Heroin addiction often starts with prescribed painkillers. Pill mills were a problem in Florida, but the state didn’t make prescribing opiates illegal. There is a difference between opiates and marijuana.

Still, your opinion on this does seem like an outlier. It’s perfectly O.K. to not be completely predictable. I am a person, and I have individual opinions that may not line up ideologically. They’re formed by my personal experience both as a mom and as someone who grew up really bothered by the drug culture that surrounded my childhood — not mine personally. I grew up in suburbia.

The insinuation here is that drug use and abuse is a problem centered largely or mostly among low-income urban dwellers.

I grew up in suburbia, in the majority white, prosperous suburbs of northern Long Island. And my brother is a recovering heroin addict. Suburbia not only didn’t protect him, it probably contributed to his addiction in many ways—but that is the subject of another article. While never personally involved in drug use, I could not but help see the drugs being bought and sold all around me in junior and senior high school by my affluent white peers.
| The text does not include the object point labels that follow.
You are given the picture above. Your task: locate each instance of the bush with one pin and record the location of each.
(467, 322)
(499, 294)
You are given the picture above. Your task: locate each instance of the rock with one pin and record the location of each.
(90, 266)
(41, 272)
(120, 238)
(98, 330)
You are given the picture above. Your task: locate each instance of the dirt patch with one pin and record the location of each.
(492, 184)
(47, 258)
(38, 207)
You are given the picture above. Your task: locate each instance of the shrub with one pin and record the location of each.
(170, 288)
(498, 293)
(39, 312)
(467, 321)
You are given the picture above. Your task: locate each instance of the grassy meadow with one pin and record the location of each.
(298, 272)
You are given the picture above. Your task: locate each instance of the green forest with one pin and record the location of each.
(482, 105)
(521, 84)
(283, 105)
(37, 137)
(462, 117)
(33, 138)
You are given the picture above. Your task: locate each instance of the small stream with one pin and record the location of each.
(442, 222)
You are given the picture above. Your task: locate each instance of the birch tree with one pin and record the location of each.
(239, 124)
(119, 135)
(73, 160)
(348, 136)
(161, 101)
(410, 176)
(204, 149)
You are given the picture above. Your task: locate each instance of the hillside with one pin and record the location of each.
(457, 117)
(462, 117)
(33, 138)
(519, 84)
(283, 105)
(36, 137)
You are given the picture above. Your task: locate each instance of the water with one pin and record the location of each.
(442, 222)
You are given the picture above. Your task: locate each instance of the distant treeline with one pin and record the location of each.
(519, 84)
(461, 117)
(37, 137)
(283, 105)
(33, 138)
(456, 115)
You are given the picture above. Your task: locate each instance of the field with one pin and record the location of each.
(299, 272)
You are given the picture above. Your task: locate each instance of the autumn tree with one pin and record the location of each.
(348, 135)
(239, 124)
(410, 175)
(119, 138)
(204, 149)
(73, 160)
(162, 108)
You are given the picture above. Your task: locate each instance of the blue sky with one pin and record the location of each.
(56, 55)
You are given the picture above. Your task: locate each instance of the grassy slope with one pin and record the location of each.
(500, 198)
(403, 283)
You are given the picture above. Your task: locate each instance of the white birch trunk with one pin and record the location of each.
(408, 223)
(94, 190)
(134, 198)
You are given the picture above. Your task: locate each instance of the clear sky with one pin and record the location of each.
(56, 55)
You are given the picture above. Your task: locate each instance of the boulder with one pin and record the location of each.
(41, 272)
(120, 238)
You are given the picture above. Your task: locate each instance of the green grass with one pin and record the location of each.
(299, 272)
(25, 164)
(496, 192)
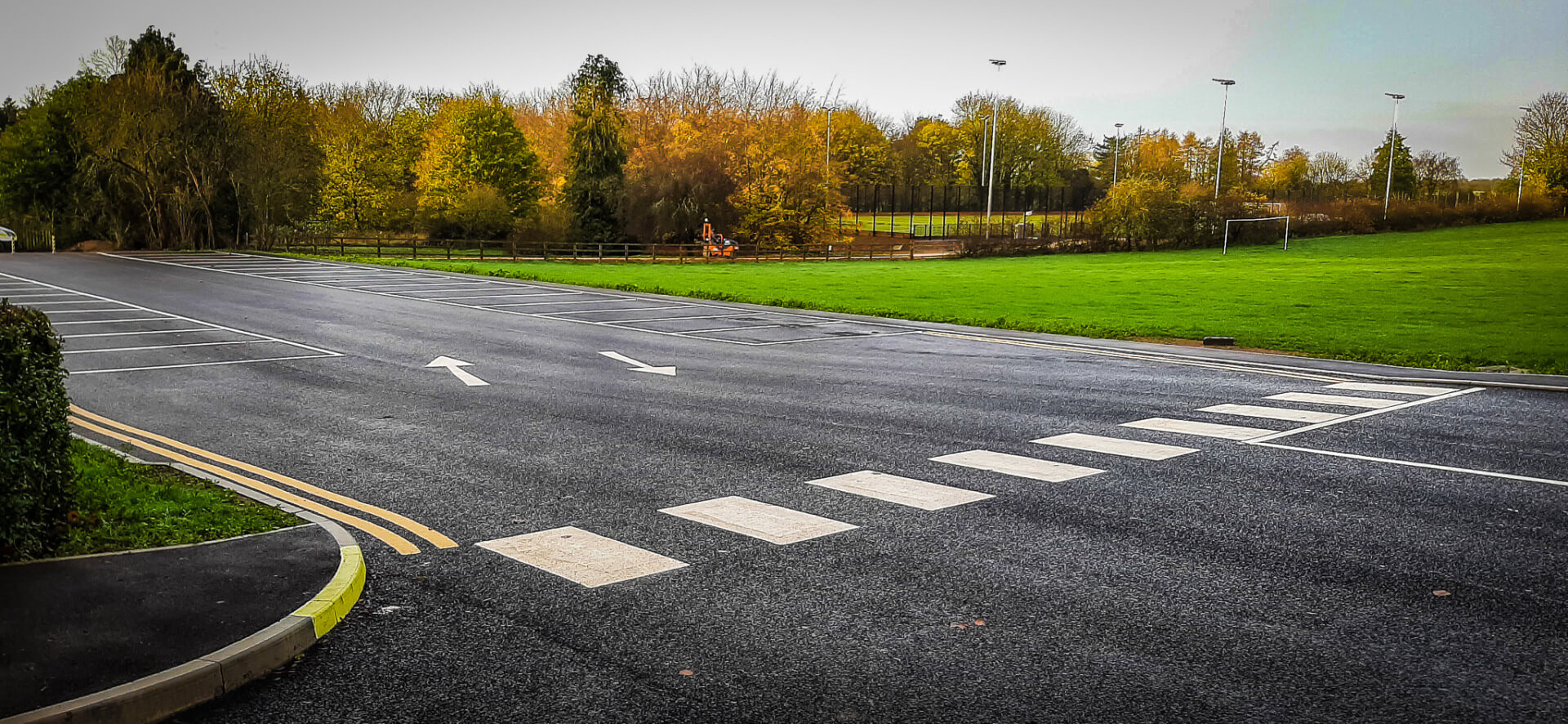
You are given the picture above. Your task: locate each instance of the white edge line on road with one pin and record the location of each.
(1352, 418)
(206, 364)
(177, 316)
(1509, 476)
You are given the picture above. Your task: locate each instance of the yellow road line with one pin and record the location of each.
(397, 543)
(416, 528)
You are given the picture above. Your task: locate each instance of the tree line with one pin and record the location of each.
(151, 150)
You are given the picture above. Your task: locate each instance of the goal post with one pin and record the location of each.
(1228, 221)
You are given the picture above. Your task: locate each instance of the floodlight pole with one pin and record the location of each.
(1392, 134)
(990, 180)
(1116, 163)
(1218, 160)
(1518, 197)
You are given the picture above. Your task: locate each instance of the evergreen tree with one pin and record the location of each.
(596, 151)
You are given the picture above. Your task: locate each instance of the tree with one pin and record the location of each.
(1540, 141)
(596, 153)
(1404, 168)
(1435, 172)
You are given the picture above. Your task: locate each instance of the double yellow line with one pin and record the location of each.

For more than a decade, heroin has increasingly become a problem concentrated among suburban white men and women in their 20s and 30s. Surely, as a leading legislator and someone who describes herself as a “progressive,” Wasserman Schultz should have a more informed and nuanced view of drugs and drug culture, not to mention a better understanding of the desperately far overdue shift from the “just say no” approach to drug use and abuse of the past to a much more effective and humane focus on public health and human rights.

Wasserman Schultz’s comments on drugs angered progressives not only because she is wrong on the facts, but because she also has been a major congressional supporter of private detention centers and private prisons, which in fact profit greatly from criminalizing drugs—especially among populations without the wealth and resources to get access to treatment instead of being sent to jail.

Wasserman Schultz was already under fire for her decisions to limit Democratic candidate debates to Saturday nights, a move that strikes many people as an effort to weigh the scales in favor of one candidate over another. She’s also been criticized for her efforts to undermine the Iran deal in Congress, and for other concrete actions she’s taken in Congress and as chair of the DNC.

You don’t get to call yourself a “progressive” unless you walk the walk. And if anything, progressives, especially younger activists and voters, want change and accountability, not government leaders they perceive as engaged in favoritism, cronyism, and yes, complacency when it comes to corporate control of our democratic system. Wasserman Schultz’s own actions and statements seem to lay blame outside the nexus of power that she controls, rather than looking inward to how she may be contributing to the very problems she laments.